春学期中にあったことを思い返してみたり、それぞれ夏休み中にあったエピソードを話してみたりと話題は尽きなかった。
しかし突然美波の携帯に真佑から電話がかかってきて、「英雄の運転マジ無理。荒い。理沙が酔っちゃったから次のパーキングで少し休憩しよう」という内容であった。
それを聞いた俺たちは、「みんなの予想通りだな」と声をあげて笑った。
パーキングで30分ほど休憩し、理沙の体調が落ち着いたところで出発しようということになったが、このまま英雄の運転だも理沙が可哀想だからとここから乗る車を交換することになった。

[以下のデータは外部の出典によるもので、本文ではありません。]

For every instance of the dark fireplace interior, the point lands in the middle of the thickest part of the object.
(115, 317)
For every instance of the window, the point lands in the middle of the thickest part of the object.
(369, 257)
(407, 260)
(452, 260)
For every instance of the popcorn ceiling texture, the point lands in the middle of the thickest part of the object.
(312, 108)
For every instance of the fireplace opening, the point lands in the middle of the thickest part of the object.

俺は理沙を酔わせないよう、細心の注意を払って運転した。
「敦の運転まじ安全」
「落ち着く」
真佑と理沙はそう言ってくれていたため安心した。
偶然にも俺たち三人はバレー部であるため、当然話題はバレーの話ばかり。
最近の練習のこともあるが、中学時代からの思い出の話や顧問の先生の笑い話などでとにかく盛り上がった。
最寄駅から車を走らせること約二時間ほどのところで、鴨川市という所に差し掛かる。
鴨川市には「鴨川シ―ワールド」という水族館があり、まずはそこに寄ることにした。
魚を眺めたり、軽く昼食をとったりした後は、「鴨川シーワールド」の大目玉、イルカやシャチのショーを見に行った。
最前列で見ていた俺たちはみんな揃ってビショビショになってしまい、悲惨な恰好になってしまった。
しかし、そんな事件があってもみんなでいれば自然に笑いに変わってしまう。
それが友達であり、俺たちの良さなのかもしれないと感じながらイルカショーを堪能した。
そうこうしているうちに夕方になってしまったため、再び車を走らせ館山にある旅館に向かった。
久しぶりにこうしてみんなで遊んだし、はしゃぎすぎて疲れてしまったのだろうか、真佑と理沙は後部座席でお互いに寄りかかり、お互いを支えにするような形でし眠っていた。
そんな二人を何処か愛らしく思いながら、起こすことのないようより一層安全運転を心がけた。
窓の外には、オレンジ色に染められた水平線から夕日が少しだけ顔を覗かせている。
その美しい景色に見送られながら、ただただひたすらに車を走らせた。